Esa pantalla que todos hemos visto hasta el hartazgo desde el martes con un mapa pintándose únicamente de dos colores se me antoja una viñeta no sólo del Estados Unidos de estos tiempos, sino del mundo polarizado que nos hemos construido. Lo expone con mucha más vehemencia Pankaj Mishra en La edad de la ira, donde cita ejemplos como el Brexit y el encumbramiento de líderes radicales y populistas como reflejo de un mundo que, como si fuese programado por computadora, no admite más que una respuesta binaria: uno o cero, melón o sandía.

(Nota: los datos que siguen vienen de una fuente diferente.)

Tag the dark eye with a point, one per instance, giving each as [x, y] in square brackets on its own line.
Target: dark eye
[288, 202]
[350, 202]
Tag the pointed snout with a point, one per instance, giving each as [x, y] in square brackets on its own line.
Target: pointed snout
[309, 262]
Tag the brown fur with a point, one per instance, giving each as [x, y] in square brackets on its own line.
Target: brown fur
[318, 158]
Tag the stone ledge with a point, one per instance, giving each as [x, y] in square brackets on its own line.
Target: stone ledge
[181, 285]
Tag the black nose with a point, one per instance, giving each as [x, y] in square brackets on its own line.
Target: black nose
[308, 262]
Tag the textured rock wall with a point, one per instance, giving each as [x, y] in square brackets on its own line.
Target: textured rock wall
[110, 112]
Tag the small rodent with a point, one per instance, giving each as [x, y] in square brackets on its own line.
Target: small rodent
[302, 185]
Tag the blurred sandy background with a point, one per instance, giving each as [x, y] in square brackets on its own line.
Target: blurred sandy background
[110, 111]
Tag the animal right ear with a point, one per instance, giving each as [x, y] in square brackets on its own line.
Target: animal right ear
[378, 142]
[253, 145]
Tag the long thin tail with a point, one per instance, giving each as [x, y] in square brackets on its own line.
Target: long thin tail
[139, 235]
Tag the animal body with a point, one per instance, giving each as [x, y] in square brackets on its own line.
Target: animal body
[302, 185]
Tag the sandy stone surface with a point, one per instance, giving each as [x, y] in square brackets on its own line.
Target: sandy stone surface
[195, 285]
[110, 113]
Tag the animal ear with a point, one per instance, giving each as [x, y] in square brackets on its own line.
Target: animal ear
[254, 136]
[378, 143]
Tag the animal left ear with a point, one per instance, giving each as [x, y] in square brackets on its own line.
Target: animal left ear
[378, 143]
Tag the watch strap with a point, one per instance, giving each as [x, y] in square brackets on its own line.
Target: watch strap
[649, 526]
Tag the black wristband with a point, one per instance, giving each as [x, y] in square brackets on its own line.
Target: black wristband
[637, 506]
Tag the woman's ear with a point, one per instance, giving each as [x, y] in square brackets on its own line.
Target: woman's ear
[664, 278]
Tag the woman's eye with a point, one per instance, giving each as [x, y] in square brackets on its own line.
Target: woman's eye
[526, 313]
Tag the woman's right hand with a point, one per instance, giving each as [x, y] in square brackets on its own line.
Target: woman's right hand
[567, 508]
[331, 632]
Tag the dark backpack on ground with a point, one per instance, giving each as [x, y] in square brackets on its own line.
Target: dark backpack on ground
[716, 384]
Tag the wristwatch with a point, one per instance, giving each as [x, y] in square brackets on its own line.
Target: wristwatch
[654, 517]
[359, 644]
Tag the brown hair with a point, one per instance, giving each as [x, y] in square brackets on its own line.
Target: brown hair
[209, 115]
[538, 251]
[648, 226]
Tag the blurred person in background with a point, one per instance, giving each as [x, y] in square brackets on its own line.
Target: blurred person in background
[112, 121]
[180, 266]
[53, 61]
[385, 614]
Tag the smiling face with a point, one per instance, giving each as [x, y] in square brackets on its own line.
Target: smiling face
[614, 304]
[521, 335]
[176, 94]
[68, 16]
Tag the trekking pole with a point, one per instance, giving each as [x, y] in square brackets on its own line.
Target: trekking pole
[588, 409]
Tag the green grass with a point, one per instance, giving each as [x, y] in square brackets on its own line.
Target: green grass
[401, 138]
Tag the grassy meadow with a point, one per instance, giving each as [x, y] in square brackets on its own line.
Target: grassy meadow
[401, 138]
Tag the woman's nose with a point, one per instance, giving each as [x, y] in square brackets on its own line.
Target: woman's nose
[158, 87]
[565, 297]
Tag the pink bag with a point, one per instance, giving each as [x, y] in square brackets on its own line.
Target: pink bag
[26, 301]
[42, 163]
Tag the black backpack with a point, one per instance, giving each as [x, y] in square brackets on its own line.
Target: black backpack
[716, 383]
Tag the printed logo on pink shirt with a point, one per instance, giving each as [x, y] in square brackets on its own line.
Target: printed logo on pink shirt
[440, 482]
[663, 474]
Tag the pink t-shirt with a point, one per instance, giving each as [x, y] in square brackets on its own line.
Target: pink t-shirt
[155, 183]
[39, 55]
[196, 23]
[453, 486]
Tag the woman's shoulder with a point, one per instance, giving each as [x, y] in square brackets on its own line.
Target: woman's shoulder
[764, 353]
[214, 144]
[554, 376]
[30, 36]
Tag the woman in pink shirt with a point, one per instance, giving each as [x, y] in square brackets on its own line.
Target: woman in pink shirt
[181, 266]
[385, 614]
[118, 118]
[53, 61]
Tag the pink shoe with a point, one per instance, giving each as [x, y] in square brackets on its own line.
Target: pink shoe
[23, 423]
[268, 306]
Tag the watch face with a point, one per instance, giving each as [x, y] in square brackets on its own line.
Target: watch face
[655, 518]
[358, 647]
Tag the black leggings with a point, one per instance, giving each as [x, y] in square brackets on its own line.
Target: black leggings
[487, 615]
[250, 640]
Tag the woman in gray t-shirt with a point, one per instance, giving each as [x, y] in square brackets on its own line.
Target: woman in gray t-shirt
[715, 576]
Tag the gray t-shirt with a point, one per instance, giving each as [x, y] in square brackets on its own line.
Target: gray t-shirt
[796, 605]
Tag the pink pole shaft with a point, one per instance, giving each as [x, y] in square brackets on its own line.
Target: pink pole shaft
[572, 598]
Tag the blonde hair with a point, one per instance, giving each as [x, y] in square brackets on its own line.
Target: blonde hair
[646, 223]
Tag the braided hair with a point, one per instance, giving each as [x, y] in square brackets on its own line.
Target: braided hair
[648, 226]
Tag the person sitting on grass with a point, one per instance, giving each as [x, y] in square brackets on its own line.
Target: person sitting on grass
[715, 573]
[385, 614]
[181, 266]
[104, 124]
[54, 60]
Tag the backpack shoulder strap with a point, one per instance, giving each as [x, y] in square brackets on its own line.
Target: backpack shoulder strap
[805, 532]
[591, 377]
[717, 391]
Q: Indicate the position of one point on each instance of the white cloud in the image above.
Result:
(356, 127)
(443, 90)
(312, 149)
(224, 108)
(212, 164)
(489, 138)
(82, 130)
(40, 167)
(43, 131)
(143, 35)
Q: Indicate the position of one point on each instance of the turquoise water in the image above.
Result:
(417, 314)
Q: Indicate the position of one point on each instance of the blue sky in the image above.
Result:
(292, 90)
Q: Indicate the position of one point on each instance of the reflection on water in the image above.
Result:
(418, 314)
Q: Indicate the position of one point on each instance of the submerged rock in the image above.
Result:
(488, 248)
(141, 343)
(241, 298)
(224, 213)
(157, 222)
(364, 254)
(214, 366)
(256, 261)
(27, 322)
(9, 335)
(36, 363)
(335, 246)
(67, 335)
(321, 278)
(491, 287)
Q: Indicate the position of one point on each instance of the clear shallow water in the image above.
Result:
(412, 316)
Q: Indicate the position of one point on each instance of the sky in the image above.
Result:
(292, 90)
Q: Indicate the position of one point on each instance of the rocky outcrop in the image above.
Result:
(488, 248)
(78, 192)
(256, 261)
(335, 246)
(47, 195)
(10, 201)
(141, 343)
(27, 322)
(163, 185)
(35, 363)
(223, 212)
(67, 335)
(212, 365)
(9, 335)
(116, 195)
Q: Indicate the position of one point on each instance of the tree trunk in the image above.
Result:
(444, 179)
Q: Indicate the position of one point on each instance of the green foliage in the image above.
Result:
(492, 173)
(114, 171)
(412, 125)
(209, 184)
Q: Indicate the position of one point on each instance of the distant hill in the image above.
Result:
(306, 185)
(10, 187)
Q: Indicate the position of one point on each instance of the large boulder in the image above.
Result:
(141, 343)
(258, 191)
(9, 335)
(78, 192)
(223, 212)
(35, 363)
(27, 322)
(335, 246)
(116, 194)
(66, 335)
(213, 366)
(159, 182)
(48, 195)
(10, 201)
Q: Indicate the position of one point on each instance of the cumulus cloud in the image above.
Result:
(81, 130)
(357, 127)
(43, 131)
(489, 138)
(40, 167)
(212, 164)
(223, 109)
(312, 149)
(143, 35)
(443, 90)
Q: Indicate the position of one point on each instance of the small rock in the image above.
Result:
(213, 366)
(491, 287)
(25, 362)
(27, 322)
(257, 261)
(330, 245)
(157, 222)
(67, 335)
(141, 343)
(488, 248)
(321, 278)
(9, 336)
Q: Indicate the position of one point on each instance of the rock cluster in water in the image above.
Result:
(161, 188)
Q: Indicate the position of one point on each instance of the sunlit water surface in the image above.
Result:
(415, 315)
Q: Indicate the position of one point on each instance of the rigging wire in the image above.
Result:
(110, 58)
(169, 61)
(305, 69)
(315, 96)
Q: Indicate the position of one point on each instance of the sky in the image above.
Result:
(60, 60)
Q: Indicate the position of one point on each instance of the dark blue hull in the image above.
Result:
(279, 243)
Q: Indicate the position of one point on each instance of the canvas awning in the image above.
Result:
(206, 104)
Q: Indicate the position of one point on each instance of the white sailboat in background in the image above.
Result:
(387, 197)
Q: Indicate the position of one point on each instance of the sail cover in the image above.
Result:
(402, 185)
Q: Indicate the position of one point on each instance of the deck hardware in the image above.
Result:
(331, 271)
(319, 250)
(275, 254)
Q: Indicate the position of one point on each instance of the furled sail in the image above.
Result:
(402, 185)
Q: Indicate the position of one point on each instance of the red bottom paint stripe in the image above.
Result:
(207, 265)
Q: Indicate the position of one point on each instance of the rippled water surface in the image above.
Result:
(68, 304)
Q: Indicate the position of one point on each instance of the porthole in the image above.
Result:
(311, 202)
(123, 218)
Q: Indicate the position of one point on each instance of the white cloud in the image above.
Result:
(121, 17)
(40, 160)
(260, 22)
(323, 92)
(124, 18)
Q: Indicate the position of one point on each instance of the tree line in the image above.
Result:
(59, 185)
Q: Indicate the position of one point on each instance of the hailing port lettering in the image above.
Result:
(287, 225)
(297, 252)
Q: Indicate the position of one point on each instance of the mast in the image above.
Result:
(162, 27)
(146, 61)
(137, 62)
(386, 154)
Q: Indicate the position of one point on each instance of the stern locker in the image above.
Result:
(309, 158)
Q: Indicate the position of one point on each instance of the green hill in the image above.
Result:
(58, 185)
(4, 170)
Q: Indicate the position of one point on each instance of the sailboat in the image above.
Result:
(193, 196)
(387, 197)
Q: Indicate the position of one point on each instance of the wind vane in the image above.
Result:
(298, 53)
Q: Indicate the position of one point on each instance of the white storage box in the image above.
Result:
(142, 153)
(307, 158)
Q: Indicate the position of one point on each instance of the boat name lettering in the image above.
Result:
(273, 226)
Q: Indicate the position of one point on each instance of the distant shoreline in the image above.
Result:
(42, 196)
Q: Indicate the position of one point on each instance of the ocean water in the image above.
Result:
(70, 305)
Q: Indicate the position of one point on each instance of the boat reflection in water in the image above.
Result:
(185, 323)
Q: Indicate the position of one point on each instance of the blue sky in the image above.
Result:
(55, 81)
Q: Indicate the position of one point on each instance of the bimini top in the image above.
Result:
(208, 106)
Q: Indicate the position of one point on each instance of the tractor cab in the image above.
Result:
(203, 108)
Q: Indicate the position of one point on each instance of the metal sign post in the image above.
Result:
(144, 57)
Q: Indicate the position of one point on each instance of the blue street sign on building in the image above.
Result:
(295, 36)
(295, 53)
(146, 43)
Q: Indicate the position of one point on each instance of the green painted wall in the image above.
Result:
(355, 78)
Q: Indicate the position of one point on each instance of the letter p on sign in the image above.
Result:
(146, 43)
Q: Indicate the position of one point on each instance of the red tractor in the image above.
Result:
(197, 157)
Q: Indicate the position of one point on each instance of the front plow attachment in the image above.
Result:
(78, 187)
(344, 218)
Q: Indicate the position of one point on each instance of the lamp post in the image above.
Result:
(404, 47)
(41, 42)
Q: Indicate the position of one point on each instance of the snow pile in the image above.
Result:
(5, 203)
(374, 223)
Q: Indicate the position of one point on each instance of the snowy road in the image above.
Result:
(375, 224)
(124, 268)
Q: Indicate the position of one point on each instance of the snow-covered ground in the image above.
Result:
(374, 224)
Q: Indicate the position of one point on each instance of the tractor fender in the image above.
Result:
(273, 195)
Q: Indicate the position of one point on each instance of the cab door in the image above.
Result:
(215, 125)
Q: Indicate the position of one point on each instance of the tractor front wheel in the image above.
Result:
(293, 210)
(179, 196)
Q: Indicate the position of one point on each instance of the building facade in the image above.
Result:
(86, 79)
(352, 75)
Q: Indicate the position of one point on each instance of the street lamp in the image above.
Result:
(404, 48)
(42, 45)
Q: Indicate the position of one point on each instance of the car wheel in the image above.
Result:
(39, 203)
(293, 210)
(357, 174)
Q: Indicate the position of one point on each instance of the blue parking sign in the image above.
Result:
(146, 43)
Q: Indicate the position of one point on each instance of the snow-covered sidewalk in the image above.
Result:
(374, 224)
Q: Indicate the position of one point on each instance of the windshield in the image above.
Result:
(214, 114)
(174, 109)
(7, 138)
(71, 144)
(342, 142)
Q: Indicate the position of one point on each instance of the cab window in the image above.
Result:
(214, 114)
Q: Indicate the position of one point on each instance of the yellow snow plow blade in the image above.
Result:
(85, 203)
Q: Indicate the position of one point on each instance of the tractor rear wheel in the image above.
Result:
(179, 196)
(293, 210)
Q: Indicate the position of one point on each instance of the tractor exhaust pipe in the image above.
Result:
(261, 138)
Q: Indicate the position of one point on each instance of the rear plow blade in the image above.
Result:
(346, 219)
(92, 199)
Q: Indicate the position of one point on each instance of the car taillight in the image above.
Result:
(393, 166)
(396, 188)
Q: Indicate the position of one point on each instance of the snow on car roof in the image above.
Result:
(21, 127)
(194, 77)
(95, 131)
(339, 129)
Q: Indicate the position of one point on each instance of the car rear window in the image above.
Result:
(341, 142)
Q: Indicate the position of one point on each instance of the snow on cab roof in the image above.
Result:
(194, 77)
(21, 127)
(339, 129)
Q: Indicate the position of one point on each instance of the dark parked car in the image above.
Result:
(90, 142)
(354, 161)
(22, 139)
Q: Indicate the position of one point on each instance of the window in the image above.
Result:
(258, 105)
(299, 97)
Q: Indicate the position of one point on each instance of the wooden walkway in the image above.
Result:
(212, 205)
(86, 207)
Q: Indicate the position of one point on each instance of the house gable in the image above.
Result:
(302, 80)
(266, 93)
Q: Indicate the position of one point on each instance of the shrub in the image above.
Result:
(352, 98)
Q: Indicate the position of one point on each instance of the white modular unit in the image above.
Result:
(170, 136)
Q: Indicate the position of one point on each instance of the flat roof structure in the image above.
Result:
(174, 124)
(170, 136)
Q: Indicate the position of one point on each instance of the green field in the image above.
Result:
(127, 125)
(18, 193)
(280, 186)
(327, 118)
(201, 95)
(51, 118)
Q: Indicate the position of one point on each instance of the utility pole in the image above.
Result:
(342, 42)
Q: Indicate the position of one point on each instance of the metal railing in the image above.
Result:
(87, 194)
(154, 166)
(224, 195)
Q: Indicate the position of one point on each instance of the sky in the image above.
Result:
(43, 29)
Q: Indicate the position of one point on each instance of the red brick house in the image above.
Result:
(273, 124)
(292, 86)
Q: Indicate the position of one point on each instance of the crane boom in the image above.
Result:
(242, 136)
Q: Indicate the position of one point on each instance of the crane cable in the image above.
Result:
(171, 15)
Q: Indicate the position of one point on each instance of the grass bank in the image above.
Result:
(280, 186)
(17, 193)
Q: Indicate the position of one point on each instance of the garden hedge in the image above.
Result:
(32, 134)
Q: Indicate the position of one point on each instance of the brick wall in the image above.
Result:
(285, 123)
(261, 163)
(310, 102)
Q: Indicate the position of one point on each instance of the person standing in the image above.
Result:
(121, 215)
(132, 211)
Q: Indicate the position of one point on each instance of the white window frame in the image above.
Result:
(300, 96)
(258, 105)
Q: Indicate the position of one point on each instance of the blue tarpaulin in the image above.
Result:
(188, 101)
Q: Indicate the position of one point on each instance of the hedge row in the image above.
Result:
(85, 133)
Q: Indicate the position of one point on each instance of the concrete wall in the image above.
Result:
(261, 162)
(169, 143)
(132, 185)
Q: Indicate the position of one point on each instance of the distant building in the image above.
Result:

El encono, la polarización y los nervios de punta no son exclusivos de ningún país. Para muestra nuestro México que ve desgañitadas las gargantas de tuits y chats sordos donde nadie tiene la razón en una dialéctica de los mafiosos de siempre contra los crédulos de ahora. ¿Cómo se explica de otro modo que el Ejecutivo nacional dedique mañaneras enteras a desestimar, desmentir y cargar contra quienes no comparten la visión de nuestros días? Nos vemos atrapados en un péndulo social que no permite matices ni diálogos ni entendimiento alguno. El mundo entero celebra una elección presidencial pero sabe que sobre la mesa sigue ese rompecabezas indescifrable que se llama democracia con una letra “d” cada vez más minúscula. Cada vez más los partidos políticos representan menos y los ánimos se mantienen en estado de alerta, como si el tiempo se hubiese quedado atrapado en un pedazo del multiverso donde no hubo pandemia y donde lo que hay que hacer es distinguirnos en dos bandos como si eso aliviara un gramo los problemas de nuestras comunidades.
El mundo respira aliviado hoy, porque la cara electoral de la democracia parece seguir funcionando. Y aunque todavía hay un demonial de días entre hoy y el veinte de enero, la esperanza está puesta en ese pedazo de la democracia como las pinzas que, por ahora, cortan el cable rojo de ese polvo que se ha vuelto más explosivo en todo el mundo en los últimos años. México no tendrá atorado en la identidad un complejísimo problema de racismo sistémico en los mismos términos que Estados Unidos, pero aquí y en muchos otros lugares hay diferencias socioeconómicas agudísimas y grupos que se piensan irreconciliables. Cuando barramos las calles después de la fiesta, habrá que pensar en cómo remendar la máquina de la democracia para que siga siendo la institución que permite la pluralidad, admite las diferencias y resuelve en el resultado más conveniente para todos. Semejante idea.